Monday, April 12, 2004

Beware GoogleBot

I get notifications via email whenever anything changes on the FlexWiki wiki. It's one of the coolest features of FlexWiki, IMO, because I like for notifications to arrive via email/RSS (they're the same to me because of NewsGator). Anyway, it's often my habit to review the changes that have been made to the wiki while going through my morning mail.


Today, I saw something annoying. Somone had gone through and changed a massive number of pages on the wiki, including some of the pages that I'm responsible for maintaining. I went to the wiki and found that my pages had been rolled back to previous versions.

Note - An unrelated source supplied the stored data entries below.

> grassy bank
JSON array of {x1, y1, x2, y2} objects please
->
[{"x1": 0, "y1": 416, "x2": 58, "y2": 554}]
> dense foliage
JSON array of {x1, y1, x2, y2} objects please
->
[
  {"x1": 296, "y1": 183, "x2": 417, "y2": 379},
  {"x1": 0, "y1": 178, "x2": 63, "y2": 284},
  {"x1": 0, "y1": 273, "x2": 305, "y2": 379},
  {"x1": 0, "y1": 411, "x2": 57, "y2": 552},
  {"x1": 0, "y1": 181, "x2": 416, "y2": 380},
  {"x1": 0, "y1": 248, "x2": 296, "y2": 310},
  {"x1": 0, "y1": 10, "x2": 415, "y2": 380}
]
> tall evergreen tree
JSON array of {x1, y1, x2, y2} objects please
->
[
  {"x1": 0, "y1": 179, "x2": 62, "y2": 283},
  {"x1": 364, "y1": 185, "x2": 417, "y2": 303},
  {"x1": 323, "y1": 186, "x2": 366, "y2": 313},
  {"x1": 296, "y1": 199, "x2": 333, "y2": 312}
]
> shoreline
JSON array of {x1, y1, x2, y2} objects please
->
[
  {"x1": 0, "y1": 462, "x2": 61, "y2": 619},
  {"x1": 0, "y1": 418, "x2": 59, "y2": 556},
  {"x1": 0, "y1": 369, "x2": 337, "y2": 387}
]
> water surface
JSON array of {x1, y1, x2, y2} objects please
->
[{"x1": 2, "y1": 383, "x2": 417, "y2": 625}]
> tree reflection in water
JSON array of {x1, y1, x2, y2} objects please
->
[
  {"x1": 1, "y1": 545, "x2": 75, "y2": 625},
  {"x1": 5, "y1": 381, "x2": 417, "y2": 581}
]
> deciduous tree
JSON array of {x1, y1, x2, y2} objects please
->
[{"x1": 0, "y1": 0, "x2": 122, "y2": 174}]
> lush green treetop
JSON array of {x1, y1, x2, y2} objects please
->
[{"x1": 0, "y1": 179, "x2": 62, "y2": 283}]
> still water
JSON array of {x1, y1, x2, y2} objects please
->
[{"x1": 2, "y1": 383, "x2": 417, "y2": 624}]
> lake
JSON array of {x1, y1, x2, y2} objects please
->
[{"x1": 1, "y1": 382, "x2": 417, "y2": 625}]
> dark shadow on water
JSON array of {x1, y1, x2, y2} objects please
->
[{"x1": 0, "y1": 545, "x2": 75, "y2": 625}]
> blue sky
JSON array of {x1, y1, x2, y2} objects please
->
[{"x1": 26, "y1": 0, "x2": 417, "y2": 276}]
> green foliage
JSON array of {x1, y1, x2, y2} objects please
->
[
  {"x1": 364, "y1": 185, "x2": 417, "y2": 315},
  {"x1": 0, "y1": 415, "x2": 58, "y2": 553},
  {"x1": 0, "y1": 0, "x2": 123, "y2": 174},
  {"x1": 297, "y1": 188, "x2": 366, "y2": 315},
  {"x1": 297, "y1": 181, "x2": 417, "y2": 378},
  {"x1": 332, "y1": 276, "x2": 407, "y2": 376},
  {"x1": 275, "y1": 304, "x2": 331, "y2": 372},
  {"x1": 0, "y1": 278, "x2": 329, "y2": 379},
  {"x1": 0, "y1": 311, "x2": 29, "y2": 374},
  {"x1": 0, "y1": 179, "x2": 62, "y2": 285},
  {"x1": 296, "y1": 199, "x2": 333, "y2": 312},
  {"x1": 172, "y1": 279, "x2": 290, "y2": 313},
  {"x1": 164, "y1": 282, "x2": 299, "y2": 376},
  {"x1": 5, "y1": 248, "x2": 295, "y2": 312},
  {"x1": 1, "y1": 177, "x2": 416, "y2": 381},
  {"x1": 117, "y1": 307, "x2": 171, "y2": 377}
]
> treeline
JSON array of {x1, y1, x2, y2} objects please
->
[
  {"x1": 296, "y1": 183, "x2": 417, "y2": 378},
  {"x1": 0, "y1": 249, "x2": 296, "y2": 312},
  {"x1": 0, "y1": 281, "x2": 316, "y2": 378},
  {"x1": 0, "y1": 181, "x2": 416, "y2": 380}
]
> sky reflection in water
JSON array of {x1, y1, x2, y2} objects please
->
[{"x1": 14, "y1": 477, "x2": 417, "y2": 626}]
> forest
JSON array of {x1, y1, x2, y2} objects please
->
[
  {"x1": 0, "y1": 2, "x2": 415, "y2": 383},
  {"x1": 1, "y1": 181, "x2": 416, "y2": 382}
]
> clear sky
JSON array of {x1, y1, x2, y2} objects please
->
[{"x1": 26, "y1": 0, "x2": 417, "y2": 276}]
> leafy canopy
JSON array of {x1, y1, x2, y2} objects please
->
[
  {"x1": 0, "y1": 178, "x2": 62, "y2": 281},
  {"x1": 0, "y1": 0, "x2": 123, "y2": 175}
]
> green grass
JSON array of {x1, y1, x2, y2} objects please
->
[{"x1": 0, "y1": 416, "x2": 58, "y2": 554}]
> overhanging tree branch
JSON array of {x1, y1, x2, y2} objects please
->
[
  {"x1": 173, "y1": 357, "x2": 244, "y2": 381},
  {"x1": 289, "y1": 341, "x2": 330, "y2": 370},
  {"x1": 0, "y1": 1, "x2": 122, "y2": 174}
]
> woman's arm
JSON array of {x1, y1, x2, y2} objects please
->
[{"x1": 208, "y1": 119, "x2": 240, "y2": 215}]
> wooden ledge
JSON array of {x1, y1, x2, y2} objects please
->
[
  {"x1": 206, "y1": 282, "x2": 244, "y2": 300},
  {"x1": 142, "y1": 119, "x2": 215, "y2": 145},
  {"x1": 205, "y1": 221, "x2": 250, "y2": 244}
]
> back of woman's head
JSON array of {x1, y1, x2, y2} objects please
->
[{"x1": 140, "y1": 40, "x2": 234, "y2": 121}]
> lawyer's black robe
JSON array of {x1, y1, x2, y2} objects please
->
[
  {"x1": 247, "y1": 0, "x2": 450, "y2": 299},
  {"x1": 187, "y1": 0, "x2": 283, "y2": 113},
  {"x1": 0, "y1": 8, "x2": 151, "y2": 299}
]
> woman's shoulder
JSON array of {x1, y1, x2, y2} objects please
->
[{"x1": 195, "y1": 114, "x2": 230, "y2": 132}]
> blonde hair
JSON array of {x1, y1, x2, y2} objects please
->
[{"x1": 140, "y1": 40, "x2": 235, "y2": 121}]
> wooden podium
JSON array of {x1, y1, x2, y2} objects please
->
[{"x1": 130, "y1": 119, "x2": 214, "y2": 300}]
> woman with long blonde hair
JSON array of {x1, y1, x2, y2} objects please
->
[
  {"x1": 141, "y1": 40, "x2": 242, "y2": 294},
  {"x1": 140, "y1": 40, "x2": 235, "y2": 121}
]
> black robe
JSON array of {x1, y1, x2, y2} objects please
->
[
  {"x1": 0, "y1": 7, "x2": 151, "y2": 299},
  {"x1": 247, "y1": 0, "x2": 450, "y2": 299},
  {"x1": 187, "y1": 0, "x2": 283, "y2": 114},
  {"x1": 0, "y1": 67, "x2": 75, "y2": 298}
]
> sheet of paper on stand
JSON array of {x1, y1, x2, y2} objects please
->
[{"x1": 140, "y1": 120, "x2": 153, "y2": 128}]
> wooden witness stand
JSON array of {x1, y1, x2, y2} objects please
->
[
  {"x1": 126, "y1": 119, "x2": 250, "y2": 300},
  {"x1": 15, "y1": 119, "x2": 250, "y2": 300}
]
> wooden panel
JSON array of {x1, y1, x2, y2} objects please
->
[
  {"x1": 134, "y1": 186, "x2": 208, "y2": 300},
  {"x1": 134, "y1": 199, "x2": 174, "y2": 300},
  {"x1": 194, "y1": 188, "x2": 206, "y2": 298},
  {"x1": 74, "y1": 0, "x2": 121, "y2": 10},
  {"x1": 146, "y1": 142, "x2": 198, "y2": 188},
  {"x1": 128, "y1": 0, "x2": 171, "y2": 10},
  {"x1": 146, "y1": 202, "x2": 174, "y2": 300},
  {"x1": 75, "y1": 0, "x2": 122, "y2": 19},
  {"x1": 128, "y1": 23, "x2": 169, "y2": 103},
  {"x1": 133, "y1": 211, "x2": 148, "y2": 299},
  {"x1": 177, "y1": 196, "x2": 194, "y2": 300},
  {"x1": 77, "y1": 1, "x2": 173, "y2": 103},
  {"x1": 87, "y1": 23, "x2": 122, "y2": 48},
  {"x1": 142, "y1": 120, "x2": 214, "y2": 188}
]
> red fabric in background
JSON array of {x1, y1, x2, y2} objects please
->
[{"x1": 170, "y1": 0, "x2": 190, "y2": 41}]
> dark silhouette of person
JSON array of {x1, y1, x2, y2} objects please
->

It was the work of only a few seconds to restore them to their correct condition, but I was bothered that someone had changed it out of malice or out of ignorance. The more so since it looked like they'd done the same to dozens of other pages.


While I was there, I noticed that David Ornstein, the spiritual leader of the FlexWiki effort, had made some changes to the site layout using his new and ultra-cool WikiTalk engine. Hoping that error and not vandalism was at the root of the problem, I threw a question out on the FlexWiki mailing list to see if perhaps that was the issue.


Not too much later, Tommy Williams, another FlexWiki contributor and a really bright guy, came up with a theory. If he's right it's a doozy!


Tommy noticed that the IP address of the offender is owned by Google. So he figures that the GoogleBot came in and visited the “restore this page to a previous version” link that's on every page in the new layout (it used to be in a dropdown). And of course, we don't have any “hey Google, don't follow this link” magic on those pages. Although obviously we need some, even if that's not what happened in this particular case.


Take this as a warning. If you have any unprotected links to “delete” or “order” or “trigger webmaster's ejection seat” functionality on your webpages, and you're assuming that no human would mistakenly click on them, remember that not all visitors to your website are human.

9 comments:

  1. Hmm.. Yeah that would be a pretty big doozie... I wonder if google has a way of letting you label links that you don't want them to follow. I assume the simplest way to solve this would be to have a javascript convirmation dialog verify that you want to revert back to the previous page before it actually sends you off.

    ReplyDelete
  2. There are definitely ways to tell search engines to not visit certain pages - we're far from the first people to have this problem - but I have no idea what they are. Something about a robots.txt file. I'm not sure that would work for us, since we could wind up installing anywhere in a site's hierarchy.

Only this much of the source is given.